Nationals was held at Brandeis that year, not too far from Harvad. Still, the whole team was booked into a hotel in accordance with tradition at Nationals, since the festivities usually continue for three days, including a banquet at which seniors give farewell speeches. Kimel was glad he’d have another chance to spend time with Agrippina before she graduated; what a pity they’d never managed to partner together after their first charmed encounter, he thought.
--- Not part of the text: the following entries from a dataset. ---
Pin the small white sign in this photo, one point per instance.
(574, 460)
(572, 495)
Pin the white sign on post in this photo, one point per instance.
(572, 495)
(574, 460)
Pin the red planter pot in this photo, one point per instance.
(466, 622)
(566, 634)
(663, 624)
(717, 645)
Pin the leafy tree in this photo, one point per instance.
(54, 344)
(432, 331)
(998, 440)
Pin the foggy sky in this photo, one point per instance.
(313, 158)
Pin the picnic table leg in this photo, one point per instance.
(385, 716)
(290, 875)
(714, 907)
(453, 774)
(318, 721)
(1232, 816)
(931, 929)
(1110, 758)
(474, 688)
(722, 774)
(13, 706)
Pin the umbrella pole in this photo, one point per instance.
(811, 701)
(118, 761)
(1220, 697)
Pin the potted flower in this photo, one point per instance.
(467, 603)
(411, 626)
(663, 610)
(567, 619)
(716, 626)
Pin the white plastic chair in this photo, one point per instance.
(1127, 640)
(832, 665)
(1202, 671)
For the first day, Kimel’s dynamic with Agrippina was at it usually was. He was wide-eyed and deferential; she was by turns mocking and sarcastic, confidential and sweet. But on the second day, after a bad round, she sat alone in the General Assembly Room, sulking. Kimel came to speak with her. She began to toy with him. Did he really think, she asked, that other people on the team liked him? Kimel said that he hoped so. Then why didn’t he win the Presidency, she laughed. Then she said Kimel should think twice if he thought he was among friends. Finally, to tell the truth, she didn’t like him, and never had, since the Wellesley tournament the previous year.

For a moment, Kimel didn’t know what to say, since everything was so unexpected. Finally, he asked Agrippina what he had specifically done to make her feel this way—cloying as it sounds, he was under the impression she treasured the memory of their time together at the Wellesley tournament, as he did. She couldn’t say what he’d done, just that he was hyper-competitive and most people thought so.
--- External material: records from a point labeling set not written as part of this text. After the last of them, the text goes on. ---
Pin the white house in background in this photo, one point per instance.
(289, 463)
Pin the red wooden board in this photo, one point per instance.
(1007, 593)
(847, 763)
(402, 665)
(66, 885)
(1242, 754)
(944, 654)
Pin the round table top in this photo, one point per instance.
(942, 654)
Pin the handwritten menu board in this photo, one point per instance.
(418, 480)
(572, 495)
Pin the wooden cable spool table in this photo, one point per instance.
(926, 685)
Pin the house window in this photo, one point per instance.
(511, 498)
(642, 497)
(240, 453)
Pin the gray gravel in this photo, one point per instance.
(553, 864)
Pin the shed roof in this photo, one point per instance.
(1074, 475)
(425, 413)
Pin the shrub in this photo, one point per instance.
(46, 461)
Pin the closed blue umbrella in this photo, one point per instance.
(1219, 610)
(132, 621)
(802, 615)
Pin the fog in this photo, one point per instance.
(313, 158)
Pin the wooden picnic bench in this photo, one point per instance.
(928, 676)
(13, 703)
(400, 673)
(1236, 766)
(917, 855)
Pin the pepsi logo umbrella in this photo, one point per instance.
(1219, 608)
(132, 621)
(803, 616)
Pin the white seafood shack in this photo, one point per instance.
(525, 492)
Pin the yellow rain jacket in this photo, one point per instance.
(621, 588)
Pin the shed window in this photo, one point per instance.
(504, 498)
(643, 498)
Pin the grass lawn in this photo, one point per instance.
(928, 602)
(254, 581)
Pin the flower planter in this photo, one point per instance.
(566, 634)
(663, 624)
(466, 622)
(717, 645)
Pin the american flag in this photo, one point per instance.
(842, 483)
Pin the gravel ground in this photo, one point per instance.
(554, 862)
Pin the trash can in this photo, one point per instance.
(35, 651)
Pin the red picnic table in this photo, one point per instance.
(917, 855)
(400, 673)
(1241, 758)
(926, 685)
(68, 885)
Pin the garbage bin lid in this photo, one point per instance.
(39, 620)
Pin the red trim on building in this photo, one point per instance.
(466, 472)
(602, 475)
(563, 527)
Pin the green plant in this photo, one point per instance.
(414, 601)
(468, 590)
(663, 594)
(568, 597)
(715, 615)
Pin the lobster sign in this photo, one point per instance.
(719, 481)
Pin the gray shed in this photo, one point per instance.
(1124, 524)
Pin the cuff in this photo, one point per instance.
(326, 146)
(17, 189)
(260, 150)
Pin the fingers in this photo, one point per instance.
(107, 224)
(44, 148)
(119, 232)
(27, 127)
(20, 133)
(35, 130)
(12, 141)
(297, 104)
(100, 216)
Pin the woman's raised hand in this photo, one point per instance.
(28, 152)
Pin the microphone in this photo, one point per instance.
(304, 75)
Kimel never learned what he had done to anger Agrippina. They honestly never overtly argued with each other, and he’d even forgiven her for her rude insinuation right in front of him a few months earlier that Sulla A would win the Presidency over him. Kimel subsequently learned from Scott that Agrippina had spoken out against him at elections, as did Trimalchio, whom they’d just met in finals. Agrippina’s reasons for disliking him were vague. Trimalchio complained that Kimel was rude to him by asking to be Leader of the Opposition in his place when they’d gone to the BU tournament together. What this has to do with the kind of President Kimel would have made is unclear.

Kimel took all of this in very bad part. He was so embarrassed and disappointed that he almost began to cry. He skipped the banquet and senior speeches and locked himself away in his hotel room in high dudgeon. The thought of facing anyone on the team again made him cringe. By and by, however, boredom got the better of him, and he wandered around the lobby of the hotel. He began to think mournfully about his priorities, and considered going home.
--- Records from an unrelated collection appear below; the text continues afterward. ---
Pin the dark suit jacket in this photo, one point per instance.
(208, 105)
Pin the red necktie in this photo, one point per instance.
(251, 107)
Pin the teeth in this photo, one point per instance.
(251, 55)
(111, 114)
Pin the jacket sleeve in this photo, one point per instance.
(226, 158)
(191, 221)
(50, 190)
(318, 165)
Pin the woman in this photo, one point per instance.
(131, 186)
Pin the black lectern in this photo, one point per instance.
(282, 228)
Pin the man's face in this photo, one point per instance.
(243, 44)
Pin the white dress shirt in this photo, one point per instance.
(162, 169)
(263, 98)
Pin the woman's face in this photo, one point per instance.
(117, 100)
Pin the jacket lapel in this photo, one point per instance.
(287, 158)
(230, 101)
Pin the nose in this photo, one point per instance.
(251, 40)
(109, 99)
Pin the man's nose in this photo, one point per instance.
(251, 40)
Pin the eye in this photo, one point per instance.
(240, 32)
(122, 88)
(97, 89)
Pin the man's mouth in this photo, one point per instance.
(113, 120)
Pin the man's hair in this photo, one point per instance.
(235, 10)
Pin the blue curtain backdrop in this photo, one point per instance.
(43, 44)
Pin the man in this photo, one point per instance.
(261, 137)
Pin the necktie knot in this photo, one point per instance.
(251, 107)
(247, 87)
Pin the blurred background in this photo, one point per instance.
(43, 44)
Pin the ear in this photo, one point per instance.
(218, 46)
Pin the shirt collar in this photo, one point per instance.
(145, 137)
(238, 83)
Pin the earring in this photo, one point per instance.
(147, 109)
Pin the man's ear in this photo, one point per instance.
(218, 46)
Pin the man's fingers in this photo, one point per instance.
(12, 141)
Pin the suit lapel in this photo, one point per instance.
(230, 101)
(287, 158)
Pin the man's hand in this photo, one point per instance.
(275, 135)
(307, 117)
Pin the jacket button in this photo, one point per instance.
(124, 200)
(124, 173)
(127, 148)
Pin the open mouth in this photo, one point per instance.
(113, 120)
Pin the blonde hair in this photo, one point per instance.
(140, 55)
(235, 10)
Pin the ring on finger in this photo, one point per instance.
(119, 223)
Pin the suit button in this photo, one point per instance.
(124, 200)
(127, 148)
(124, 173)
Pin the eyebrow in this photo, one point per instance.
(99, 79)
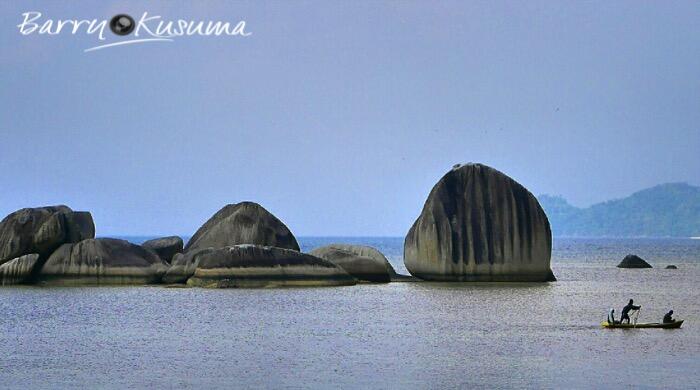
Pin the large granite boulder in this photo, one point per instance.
(242, 223)
(19, 270)
(263, 266)
(633, 261)
(183, 265)
(480, 225)
(165, 247)
(102, 261)
(364, 268)
(41, 230)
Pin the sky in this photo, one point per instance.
(340, 116)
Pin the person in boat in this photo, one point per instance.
(625, 311)
(668, 318)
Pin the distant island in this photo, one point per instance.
(666, 210)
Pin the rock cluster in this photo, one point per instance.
(476, 225)
(264, 266)
(102, 261)
(480, 225)
(633, 261)
(357, 263)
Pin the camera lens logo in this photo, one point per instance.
(122, 24)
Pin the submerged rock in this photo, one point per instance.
(633, 261)
(41, 230)
(165, 247)
(361, 267)
(480, 225)
(102, 261)
(19, 270)
(262, 266)
(242, 223)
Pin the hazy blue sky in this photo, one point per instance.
(339, 117)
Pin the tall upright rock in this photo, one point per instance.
(242, 223)
(480, 225)
(42, 230)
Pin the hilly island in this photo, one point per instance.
(666, 210)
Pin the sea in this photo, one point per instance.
(386, 336)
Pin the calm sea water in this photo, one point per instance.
(400, 335)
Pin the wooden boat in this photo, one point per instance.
(668, 325)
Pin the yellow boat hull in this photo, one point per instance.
(670, 325)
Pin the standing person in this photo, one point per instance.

Then, Arianna found him. At first, she repeated what Kimel already knew. She wasn’t sure, she said, why Agrippina disliked him, but Scott had spoken up for him very earnestly and said that Kimel was nothing but kind and good-humored to him when they’d debated together. Then, she confided that Kimel won the VP Comp Director position by virtual acclamation, which, if he thought about it, proved that the team thought he was a good person. There was no better or more friendly personality to look over the novices than he, nor anyone more deserving of the job. He could count on the fact that he had not just friends on the team, but real admirers.

Until then, Kimel didn’t know much about Arianna other than that she’d done a terrible job in a practice round he’d arranged with her at the beginning of the year. Through hard work, she had improved enough to just miss the break at Wellesley. Now, she was a Member at Large and eager for the success of her peers. Kimel would never forget her kindness to him on this occasion. One of the only women on a team drenched in testosterone, she awkwardly straddled a line between the sophomore class, to which she belonged, and her novice status, which aligned her with the freshmen, and knew all too well what it felt like to be an outsider among friends.